Non solo. Le sue lezioni iniziavano e terminavano dando grande spazio a riti caratterizzati da un grande sincretismo religioso con una forte mescolanza di religione cattolica e credenze indigene di chiara origine maya. Prima di cominciare abbiamo costruito un classico altare maya fatto di foglie di abete, candele e fiori di vario colore; ci sono state lunghissime preghiere in ginocchio; si è data una grande attenzione a segni anche insignificanti come un peluzzo nella candela, la cera che si scioglie più a nord che a sud. Tutti segnali che potevano comunicarci qualcosa su quanto sarebbe successo, di bene o di male, nel corso della giornata. Riti che esprimono certamente un grande considerazione della spiritualità e che aiutano a dare valore e importanza a ciò che si fa. Nel mondo occidentale l’importanza di un lavoro o di una qualsiasi cosa non viene dal nostro o da quello dello “spirito” delle cose che ci stanno intorno ma dal guadagno che quel lavoro o quella cosa può produrre. Anche noi abbiamo i nostri riti: la spesa, il consumo, l’esibizione, la velocità, la collezione di oggetti inutili.

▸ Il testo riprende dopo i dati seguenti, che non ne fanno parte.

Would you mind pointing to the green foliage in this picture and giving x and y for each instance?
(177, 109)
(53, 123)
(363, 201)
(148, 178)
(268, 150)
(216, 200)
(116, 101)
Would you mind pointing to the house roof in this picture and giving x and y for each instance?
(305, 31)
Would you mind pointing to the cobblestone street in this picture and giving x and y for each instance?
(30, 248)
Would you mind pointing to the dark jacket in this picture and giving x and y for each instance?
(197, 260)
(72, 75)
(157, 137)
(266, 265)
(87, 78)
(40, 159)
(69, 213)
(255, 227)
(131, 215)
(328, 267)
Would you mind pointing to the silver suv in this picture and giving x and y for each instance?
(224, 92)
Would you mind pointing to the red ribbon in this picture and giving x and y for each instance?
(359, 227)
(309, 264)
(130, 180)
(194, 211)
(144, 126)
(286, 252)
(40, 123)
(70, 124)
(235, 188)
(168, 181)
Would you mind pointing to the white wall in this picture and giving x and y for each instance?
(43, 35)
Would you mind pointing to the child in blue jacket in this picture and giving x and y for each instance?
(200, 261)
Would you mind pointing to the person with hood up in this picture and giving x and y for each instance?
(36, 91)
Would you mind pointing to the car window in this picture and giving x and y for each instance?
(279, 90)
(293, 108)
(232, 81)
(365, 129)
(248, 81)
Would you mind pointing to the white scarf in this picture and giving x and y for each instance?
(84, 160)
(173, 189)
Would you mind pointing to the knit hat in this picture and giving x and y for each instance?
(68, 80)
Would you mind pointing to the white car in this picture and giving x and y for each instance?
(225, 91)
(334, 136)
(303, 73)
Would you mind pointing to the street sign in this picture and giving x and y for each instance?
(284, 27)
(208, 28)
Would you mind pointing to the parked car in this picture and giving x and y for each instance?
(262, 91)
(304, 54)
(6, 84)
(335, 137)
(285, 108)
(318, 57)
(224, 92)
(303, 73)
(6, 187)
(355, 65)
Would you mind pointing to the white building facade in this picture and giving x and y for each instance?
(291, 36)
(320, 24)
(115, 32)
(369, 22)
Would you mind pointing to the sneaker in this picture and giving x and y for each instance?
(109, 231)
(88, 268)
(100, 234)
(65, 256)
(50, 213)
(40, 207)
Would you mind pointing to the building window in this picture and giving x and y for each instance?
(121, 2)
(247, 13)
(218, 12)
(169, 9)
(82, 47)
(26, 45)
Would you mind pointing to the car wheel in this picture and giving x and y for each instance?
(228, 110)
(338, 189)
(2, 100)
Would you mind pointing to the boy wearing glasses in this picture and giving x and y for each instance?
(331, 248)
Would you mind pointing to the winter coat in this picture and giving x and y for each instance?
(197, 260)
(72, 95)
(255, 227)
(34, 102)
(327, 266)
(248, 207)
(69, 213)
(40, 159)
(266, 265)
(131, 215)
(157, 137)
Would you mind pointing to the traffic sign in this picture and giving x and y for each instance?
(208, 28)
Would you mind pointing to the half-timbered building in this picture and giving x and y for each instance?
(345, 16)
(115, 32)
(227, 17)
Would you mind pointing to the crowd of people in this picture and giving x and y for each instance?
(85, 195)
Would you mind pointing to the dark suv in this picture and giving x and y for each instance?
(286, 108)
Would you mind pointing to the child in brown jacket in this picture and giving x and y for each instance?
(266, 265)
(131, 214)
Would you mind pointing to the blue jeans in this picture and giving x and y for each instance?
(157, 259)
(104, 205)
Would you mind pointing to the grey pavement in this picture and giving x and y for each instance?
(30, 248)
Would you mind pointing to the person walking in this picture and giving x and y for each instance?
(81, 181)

Ma tutta quella insistenza sui riti e la spiritualità e lo sforzo di far rivivere gesti e segni ormai scomparsi mi sono sembrati una forzatura. Far rivivere una cultura che non esiste più, attingendo agli antichi testi maya che attualmente neppure si trovano in territorio messicano per la furia predatoria del Vaticano e di Stati europei come Germania, Spagna e Inghilterra, mi sembra una forzatura, una violenza ma anche una operazione inutile.

L’importanza della Matematica tra gli zapatisti

In territorio zapatista non si pretende di far rivivere la cultura maya. Lo sforzo è piuttosto quello di conservare l’attuale cultura indigena che certamente ha origine dall’antica cultura maya ma, nel corso di questi 500 anni di colonizzazione, si è profondamente trasformata. I riferimenti che facevo alle conoscenze matematiche maya erano ascoltate con attenzione ma senza una evidente entusiasmo.

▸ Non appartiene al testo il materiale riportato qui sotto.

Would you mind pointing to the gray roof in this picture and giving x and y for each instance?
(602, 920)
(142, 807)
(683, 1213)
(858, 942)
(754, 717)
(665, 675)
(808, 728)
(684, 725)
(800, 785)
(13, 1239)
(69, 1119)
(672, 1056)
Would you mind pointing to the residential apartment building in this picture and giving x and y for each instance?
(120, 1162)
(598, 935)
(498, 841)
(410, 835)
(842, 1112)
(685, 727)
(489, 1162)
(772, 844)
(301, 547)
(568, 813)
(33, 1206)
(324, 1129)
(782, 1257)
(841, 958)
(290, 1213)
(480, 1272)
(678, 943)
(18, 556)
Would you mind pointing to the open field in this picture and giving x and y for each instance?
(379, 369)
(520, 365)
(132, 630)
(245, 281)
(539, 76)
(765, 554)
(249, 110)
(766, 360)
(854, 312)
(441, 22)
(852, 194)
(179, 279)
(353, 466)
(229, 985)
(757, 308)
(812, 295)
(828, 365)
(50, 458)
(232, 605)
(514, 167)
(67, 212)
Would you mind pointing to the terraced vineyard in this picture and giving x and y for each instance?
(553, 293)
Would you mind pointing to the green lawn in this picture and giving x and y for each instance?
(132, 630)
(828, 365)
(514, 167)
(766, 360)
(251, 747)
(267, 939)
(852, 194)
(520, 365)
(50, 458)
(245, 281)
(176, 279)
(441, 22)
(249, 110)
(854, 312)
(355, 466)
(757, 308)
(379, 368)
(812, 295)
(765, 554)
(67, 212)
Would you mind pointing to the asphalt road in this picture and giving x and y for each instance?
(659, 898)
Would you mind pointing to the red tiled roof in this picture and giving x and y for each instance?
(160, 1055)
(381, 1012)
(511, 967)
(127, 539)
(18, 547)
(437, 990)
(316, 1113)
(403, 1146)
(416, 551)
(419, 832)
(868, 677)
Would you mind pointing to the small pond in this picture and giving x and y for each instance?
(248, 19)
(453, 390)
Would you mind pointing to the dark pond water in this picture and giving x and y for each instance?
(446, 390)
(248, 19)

Nel corso dei tre giorni, sia da parte dei promotori che da parte dei coordinatori ho avvertito che il loro interesse per la Matematica veniva dalla convinzione che noi chiameremmo galileiana che tutto è Matematica, che la natura stessa si regge su leggi Matematiche e che la sua conoscenza permette di conoscere meglio e perciò rispettare meglio ciò che ci circonda. E’ bene apprendere la matematica perché serve.

Cosa significa per loro questo “serve” non mi è ancora chiaro. Da noi quel serve significa, per una buona maggioranza, … far soldi. Ma qui non credo proprio.